しかし無名は、その時はまだミルコが獣王国の姫だとは知らなかった。
「ウチも冒険したい!」
「無理ですよ、ご自分の立場を考えてください」
「実力ならある!足手まといになんてならないよ!」
「それは理解していますよ。ですが、今度行く場所は魔界です。近場のダンジョンとは訳が違います」
「少しくらい国外に出ても大丈夫だよ」
「魔国はいつどこから敵が襲ってくるか分からないんです。危険な所に連れては行けません」
「じゃあ無名もだめじゃん!」
「僕は攻守共にそれなりの力を有していますから」
話は平行線でこのままではいつまでたっても終わらないと思った無名は立ち上がってミルコの頭を撫でた。

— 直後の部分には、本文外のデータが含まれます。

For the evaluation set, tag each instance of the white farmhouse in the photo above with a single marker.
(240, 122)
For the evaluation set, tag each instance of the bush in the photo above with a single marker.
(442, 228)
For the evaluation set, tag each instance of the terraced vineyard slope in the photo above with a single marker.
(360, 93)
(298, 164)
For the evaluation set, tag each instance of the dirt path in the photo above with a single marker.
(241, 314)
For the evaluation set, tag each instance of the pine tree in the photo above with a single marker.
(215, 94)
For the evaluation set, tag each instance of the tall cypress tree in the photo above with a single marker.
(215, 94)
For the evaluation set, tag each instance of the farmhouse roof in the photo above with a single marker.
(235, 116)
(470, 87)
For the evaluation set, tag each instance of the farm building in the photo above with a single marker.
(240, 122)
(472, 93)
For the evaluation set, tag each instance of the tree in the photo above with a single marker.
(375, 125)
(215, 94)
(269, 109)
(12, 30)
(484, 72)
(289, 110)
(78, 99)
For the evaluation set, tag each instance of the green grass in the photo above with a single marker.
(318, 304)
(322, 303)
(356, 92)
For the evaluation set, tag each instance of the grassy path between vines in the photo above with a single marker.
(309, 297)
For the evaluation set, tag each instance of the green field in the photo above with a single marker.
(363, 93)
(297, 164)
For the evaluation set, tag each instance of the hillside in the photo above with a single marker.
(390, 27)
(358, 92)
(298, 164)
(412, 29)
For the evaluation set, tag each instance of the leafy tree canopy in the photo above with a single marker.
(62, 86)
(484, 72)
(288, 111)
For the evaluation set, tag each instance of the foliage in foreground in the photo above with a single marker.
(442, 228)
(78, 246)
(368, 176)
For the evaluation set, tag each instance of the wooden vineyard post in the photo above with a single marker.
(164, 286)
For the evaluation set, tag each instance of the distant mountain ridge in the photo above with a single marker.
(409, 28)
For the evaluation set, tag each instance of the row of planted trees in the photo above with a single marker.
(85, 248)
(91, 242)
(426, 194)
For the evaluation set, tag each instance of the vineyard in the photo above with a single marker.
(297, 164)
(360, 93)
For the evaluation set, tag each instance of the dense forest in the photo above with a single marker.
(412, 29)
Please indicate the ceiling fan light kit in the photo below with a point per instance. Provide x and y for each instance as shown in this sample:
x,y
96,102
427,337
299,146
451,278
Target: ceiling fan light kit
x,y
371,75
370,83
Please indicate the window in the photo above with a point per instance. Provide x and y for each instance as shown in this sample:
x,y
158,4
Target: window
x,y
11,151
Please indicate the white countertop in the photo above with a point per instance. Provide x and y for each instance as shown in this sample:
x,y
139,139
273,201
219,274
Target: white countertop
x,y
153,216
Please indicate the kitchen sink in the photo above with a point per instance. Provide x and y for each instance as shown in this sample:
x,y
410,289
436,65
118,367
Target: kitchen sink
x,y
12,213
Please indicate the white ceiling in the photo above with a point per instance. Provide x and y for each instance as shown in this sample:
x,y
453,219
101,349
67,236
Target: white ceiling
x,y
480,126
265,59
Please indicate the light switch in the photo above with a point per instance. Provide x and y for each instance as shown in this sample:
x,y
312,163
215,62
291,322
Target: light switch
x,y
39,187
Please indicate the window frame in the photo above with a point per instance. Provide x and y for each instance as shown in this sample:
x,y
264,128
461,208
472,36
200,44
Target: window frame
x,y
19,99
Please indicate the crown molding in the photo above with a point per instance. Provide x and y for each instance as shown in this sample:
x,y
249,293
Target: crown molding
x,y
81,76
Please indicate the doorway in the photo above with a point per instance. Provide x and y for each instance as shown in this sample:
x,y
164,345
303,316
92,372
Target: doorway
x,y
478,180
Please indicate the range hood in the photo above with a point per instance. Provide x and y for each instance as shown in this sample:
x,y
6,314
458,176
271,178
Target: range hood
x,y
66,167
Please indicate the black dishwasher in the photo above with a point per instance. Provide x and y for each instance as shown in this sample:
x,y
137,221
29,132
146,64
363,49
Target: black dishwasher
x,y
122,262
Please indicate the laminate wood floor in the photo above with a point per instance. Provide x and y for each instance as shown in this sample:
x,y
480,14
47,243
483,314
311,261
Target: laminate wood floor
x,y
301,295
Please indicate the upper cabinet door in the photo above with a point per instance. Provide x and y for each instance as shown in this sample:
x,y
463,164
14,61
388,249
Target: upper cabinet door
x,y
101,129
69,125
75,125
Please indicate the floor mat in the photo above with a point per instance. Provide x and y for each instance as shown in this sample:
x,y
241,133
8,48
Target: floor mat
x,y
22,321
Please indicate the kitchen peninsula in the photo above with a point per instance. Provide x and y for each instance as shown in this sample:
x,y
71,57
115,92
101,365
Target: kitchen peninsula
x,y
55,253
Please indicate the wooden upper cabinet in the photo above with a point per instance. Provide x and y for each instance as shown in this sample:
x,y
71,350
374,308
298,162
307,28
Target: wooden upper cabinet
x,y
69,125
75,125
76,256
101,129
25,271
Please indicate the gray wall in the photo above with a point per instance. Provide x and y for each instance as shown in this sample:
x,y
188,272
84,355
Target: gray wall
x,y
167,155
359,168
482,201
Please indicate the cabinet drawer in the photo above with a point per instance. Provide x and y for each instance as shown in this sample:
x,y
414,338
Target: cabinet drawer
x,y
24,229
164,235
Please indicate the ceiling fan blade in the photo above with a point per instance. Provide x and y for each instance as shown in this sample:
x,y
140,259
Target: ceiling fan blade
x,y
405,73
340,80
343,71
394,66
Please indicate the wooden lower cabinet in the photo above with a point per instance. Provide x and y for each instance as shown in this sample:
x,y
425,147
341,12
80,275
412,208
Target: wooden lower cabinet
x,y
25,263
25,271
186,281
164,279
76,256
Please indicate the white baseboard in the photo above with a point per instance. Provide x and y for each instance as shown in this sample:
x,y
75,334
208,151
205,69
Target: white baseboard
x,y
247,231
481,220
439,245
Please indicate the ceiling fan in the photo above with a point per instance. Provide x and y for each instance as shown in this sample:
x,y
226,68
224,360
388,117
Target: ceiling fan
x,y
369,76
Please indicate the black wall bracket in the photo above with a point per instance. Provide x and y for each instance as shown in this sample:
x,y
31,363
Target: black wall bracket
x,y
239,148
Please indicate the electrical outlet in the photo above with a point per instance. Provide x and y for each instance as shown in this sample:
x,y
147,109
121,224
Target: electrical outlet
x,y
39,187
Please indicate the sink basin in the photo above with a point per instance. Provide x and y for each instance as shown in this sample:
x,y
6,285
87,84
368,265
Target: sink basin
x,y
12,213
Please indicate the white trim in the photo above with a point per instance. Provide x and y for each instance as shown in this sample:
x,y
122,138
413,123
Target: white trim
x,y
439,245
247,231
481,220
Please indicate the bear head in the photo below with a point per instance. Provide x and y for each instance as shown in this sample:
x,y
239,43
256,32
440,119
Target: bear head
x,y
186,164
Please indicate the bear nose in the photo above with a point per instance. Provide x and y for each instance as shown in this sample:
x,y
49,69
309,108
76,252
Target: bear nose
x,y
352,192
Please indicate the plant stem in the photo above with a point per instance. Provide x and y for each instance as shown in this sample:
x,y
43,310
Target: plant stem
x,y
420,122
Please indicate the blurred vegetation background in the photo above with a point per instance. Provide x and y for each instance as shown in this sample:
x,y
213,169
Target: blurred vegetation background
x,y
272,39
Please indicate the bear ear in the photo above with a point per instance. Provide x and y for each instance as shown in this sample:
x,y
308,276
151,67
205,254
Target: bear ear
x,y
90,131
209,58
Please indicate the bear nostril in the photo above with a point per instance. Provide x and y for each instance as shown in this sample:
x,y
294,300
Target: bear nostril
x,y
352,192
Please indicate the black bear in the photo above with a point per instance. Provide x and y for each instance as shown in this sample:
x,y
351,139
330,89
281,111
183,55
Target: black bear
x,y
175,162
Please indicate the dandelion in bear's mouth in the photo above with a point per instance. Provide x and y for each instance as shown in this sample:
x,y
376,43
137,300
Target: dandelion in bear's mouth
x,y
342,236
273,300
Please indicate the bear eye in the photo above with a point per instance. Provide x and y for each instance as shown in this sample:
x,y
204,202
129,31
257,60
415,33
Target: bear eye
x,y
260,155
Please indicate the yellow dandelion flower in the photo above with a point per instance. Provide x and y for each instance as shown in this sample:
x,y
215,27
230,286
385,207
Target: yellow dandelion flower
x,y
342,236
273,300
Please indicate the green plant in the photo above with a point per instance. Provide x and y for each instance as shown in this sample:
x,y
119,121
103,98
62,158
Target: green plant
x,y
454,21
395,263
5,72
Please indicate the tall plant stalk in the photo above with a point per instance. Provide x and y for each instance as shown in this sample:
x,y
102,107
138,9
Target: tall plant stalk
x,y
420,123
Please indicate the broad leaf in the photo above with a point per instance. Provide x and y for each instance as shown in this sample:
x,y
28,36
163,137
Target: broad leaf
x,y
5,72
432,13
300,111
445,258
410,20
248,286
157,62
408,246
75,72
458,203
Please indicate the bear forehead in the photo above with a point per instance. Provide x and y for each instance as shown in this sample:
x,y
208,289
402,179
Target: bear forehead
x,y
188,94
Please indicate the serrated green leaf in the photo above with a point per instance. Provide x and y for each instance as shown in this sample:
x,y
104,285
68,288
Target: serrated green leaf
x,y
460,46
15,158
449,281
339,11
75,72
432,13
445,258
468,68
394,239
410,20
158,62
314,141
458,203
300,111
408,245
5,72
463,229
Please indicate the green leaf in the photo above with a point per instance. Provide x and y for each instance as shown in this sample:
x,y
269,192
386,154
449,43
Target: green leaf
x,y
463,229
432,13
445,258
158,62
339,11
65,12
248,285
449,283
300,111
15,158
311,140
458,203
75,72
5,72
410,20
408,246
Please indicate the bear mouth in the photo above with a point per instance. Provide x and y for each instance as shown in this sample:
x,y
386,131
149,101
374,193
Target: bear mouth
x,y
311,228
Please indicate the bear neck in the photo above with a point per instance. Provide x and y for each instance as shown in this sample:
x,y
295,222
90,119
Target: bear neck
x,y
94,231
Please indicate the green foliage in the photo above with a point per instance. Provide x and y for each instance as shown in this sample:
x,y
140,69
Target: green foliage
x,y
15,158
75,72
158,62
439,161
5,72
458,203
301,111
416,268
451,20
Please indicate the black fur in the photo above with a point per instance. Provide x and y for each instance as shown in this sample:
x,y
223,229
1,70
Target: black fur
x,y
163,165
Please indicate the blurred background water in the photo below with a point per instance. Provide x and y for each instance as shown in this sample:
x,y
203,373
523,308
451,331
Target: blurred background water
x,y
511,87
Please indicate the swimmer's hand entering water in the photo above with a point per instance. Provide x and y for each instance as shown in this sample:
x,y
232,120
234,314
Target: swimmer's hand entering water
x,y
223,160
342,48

「また戻ってきますよ。ただいまと言える場所があるのは素晴らしい事じゃありませんか?」
「ん〜ん〜……絶対に戻ってきてね」
ミルコは口を尖らせる。
納得はできないが理解はしているつもりだ。
無名とまた冒険がしたかったミルコの立場は姫。
好き勝手はできないのだ。
「僕の故郷ではこういう時、いってらっしゃいと言うんです。また戻ってきてという意味も込めて」
「……分かった。無名、いってらっしゃい」
「はい、行ってきます」
不貞腐れた表情でミルコがぼそっと呟くと、無名は慣れない笑顔を浮かべてもう一度頭を撫でた。